The way forward must be thoughtful and grounded. Central directives must meet local wisdom. What works in one region may fail in another. Climate, culture, economic realities, and lived practices must shape solutions. People who menstruate must not be treated as beneficiaries of policy, but as participants in shaping it.

The path to implementing the Supreme Court judgment requires alignment across all sectors. For government, menstrual hygiene must move beyond schemes to systems embedded in health, education, and public infrastructure planning.

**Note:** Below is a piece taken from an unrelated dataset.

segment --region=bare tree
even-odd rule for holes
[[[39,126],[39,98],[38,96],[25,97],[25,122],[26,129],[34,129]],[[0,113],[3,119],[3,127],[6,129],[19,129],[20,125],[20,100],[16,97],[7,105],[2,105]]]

Functional toilets, water access, privacy, and safe disposal are non-negotiable, and monitoring must focus on real outcomes: attendance, health, and dignity. NGOs are most effective when they bridge policy and lived experience, working through education, training, skill-building, and long-term community engagement, including for transgender men and transgender persons. Schools are critical spaces where dignity is shaped every day; facilities, trained teachers, and gender-inclusive education must be standard. The private sector too must act, treating menstrual hygiene as a matter of health and dignity with workplace policies, facilities, and responsible innovation. When all these actors act together, menstrual hygiene stops being an issue to be fought over. It simply exists.

Menstrual hygiene does not exist in isolation. It intersects with education, nutrition, mental health, disability access, caste realities, and the design of public spaces. When a menstruating person is forced to choose between dignity and participation, the loss is not individual. It is societal.

For eleven years, the argument has remained unchanged. Menstruation is not a choice. Therefore dignity cannot be conditional. It cannot depend on charity, sympathy, or convenience. It must be built into systems as a matter of right.

The Supreme Court has taken an essential step by recognising this truth. What follows will determine whether this moment becomes another well-quoted judgment or a genuine turning point. If we proceed with care, humility, and attention to lived realities, menstruation will eventually stop being a subject that demands courage to discuss. It will simply be supported quietly, respectfully, and without judgement.

That is not just progress. That is what justice looks like when it finally pays attention to bodies.

(Anurag Chauhan is the founder of Humans for Humanity and initiated its WASH project 11 years ago, focusing on menstrual hygiene management, access, and dignity. His work has reached more than 5 million women across multiple regions of India through sustained engagement with schools, communities, and policy spaces.)